Le considerazioni del dirigente scolastico del comprensivo Badia-Fiesso, Amos Golinelli

"Un anno (scolastico) che rimarrà nella storia"

"Comunque finisca l'a.s. 2019-2020, l'appena trascorso marzo resterà nella storia formativa italiana (scuola e università). A fine febbraio tutto era chiuso, fermo, attività didattica out e tutti brancolavano nel buio" scrive il dirigente scolastico del comprensivo Badia-Fiesso, Amos Golinelli. Il dirigente scolastico Amos Golinelli è titolare dell'istituto comprensivo di Badia Polesine (650 iscritti per 120 docenti dall'infanzia alla terza media; dal prossimo 1° settembre il comprensivo di Trecenta con Bagnolo e Baruchella passerà a Badia per altri 370 allievi e 60 insegnanti. Inoltre Golinelli ha la reggenza di Fiesso con Castelguglielmo e S. Bellino per ulteriori sei plessi in virtù di 400 iscritti e 65 docenti).

"La vera svolta è arrivata poi dai grandi vendor delle piattaforme, le Big Tech e l'istruzione dalla materna alla quinta superiore, ciò a titolo gratuito, seguendo il progetto di solidarietà digitale del Ministero dell'innovazione tanto che il mese scorso l'utilizzo è cresciuto del 5.000%. Attraverso il portale romano (solidarietadigitale.agid.gov.it) è nata una vera e propria catena di distribuzione da Bolzano a Trapani. E' nata la scuola da remoto tramite varie task force di centinaia di tutor per presidi e dirigenti, ciò in sintonia con il dicastero di viale Trastevere. Questo tsunami si è riverberato subito pure da Melara a Porto Tolle".

"Tutti gli insegnanti badiesi pubblicano materiale didattico sul sito www.icbadia.edu.it, creato dal dirigente, già prof. di matematica e responsabile dei servizi informatici all'Iis Einaudi, sempre di Badia. Inoltre all'infanzia si usa pure Padlet, un muro virtuale per appuntare, assemblare, collaborare, in cui gli stessi genitori - osserva Amos Golinelli - pubblicano foto delle attività svolte dai figli".

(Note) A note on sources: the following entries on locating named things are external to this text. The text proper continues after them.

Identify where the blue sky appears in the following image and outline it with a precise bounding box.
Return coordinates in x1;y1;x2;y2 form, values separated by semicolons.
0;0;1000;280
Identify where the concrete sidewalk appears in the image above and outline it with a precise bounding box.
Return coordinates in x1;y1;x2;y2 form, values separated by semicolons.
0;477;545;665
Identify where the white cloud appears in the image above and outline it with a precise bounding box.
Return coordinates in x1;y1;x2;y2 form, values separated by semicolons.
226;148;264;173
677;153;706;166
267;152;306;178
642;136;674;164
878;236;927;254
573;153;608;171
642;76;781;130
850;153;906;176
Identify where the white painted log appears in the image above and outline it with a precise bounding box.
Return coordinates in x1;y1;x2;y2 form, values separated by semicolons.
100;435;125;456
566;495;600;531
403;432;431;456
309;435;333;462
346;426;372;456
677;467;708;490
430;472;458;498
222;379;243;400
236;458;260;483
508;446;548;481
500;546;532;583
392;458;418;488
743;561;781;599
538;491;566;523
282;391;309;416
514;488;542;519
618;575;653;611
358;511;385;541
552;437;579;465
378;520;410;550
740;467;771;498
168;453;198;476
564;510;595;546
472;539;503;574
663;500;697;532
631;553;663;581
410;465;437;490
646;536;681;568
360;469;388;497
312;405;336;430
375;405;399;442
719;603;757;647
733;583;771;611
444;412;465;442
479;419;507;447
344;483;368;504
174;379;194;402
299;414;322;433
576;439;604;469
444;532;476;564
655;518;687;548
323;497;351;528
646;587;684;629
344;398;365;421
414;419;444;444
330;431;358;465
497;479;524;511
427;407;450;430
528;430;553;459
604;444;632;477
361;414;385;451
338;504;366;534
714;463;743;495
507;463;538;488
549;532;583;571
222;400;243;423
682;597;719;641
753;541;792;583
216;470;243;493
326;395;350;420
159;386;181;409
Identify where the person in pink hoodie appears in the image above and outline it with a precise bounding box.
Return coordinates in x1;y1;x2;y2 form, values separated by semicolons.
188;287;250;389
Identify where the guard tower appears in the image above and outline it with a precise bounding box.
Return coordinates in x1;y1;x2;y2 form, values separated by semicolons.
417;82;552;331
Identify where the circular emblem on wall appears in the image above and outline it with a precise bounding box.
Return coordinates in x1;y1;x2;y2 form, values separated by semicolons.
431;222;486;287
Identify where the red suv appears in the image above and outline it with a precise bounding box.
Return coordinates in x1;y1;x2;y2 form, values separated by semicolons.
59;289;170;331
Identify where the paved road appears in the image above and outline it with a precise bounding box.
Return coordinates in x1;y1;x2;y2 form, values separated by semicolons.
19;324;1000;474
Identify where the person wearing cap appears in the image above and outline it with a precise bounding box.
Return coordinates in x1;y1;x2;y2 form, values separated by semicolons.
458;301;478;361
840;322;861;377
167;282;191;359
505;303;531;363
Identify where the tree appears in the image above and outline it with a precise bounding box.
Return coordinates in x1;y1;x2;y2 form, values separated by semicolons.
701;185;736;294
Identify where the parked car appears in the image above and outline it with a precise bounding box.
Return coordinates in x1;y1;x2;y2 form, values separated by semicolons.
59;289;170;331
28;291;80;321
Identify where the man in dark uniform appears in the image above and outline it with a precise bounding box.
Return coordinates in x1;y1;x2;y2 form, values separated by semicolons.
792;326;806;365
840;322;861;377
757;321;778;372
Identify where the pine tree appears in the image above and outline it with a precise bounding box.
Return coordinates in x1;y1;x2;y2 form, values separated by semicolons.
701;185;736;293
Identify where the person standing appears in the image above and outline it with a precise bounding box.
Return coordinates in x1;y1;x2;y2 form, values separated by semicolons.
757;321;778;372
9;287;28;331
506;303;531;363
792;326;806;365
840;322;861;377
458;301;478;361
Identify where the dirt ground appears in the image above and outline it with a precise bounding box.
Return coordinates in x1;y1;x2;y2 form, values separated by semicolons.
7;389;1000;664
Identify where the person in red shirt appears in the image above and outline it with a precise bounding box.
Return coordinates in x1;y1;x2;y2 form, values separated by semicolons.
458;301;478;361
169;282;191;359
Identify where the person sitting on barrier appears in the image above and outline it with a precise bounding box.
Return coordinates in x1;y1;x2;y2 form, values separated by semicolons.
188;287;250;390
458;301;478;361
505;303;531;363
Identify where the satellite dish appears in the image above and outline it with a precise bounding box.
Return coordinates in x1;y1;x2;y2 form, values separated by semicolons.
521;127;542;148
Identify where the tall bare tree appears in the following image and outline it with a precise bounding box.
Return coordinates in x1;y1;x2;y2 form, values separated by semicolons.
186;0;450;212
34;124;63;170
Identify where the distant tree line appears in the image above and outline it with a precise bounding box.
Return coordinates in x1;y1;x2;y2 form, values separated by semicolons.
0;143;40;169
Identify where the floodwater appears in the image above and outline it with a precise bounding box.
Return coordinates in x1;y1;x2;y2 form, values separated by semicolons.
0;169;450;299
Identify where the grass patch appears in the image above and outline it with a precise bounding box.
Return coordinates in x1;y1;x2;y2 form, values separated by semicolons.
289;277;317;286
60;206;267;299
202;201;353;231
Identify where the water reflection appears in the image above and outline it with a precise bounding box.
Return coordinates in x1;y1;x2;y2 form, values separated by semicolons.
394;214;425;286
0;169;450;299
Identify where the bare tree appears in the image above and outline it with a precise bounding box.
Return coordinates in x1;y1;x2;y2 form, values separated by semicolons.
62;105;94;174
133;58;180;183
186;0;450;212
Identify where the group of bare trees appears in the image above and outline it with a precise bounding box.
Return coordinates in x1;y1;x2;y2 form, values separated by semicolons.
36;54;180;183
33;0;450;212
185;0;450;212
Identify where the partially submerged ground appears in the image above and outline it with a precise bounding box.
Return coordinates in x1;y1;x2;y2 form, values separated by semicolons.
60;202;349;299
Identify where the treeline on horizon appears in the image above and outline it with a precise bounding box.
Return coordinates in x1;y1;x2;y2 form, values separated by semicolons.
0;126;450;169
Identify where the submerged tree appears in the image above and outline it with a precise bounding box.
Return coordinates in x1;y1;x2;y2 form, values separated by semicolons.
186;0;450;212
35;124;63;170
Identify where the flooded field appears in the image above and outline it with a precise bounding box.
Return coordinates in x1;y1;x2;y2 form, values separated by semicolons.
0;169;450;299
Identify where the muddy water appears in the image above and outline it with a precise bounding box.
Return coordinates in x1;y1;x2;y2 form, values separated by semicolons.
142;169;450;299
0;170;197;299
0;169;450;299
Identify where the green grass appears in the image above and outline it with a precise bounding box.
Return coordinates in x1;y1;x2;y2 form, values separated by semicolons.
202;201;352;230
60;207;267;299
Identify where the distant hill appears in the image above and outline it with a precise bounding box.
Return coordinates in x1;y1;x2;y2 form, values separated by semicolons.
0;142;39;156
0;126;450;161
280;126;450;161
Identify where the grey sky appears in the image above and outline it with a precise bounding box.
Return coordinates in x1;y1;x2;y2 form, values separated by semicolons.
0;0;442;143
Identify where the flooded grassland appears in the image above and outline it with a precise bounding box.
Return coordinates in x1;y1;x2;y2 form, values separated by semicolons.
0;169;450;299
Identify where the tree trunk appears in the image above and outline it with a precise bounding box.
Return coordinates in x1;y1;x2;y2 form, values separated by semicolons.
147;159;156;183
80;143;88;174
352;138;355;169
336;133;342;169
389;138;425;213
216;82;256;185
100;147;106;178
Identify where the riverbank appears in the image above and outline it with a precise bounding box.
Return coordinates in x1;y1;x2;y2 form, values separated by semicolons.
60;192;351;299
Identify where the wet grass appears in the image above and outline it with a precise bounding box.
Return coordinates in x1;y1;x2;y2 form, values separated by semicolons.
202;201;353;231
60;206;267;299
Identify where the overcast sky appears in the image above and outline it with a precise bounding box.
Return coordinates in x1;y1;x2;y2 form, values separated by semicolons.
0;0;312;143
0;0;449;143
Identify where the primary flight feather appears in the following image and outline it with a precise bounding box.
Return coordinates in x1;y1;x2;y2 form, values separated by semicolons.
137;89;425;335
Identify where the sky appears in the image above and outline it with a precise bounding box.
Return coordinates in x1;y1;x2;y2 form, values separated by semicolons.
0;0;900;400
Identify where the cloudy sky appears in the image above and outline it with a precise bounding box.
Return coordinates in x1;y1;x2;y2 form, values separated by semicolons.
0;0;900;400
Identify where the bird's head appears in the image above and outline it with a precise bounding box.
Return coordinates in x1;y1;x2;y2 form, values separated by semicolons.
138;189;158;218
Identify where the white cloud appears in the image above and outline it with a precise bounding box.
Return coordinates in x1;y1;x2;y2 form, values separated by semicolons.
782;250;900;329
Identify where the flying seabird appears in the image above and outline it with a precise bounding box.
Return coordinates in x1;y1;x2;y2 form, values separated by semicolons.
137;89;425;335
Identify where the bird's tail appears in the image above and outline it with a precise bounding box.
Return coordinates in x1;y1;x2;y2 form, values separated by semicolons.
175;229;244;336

"Alle elementari e alle medie - continua - è stato redatto un calendario in cui ogni maestro e professore indica giorno e tipo di materiale inviato ai suoi alunni, giorno e modalità di riscontro da parte dei ragazzi; assai utilizzate le videolezioni registrate dagli stessi docenti. Il ritorno avviene tramite mail, oppure modalità immediate, tipo foto inviate tramite Whatsapp; per la secondaria di 1° grado si usa la piattaforma di didattica online Edmodo. Si stanno imponendo le videoconferenze, che hanno il vantaggio di essere uno strumento apprezzato dagli scolari, per contro consumano tanti byte, arrivando in certi casi a sovraccarico delle connessioni senza fibra ottica e traffico limitato. I docenti, pertanto, sono stati invitati a registrare videolezioni da caricare sulla piattaforma Edmodo. Dopo qualche giorno si possono programmare videoconferenze live con i ragazzi della classe onde rispondere a dubbi sulla videolezione e anche per svolgere qualche esercizio, qualche esempio".

"È preferibile che - conclude il Ds badiese - le videolezioni non superino i 10-15 minuti e che le videoconferenze non vadano oltre i 30'. Per ridurre il traffico Internet e per una gestione più efficace della videoconferenza si può pure prevedere di suddividere i 20 alunni di una classe in due gruppi da 10, realizzando altrettante conferenze da remoto".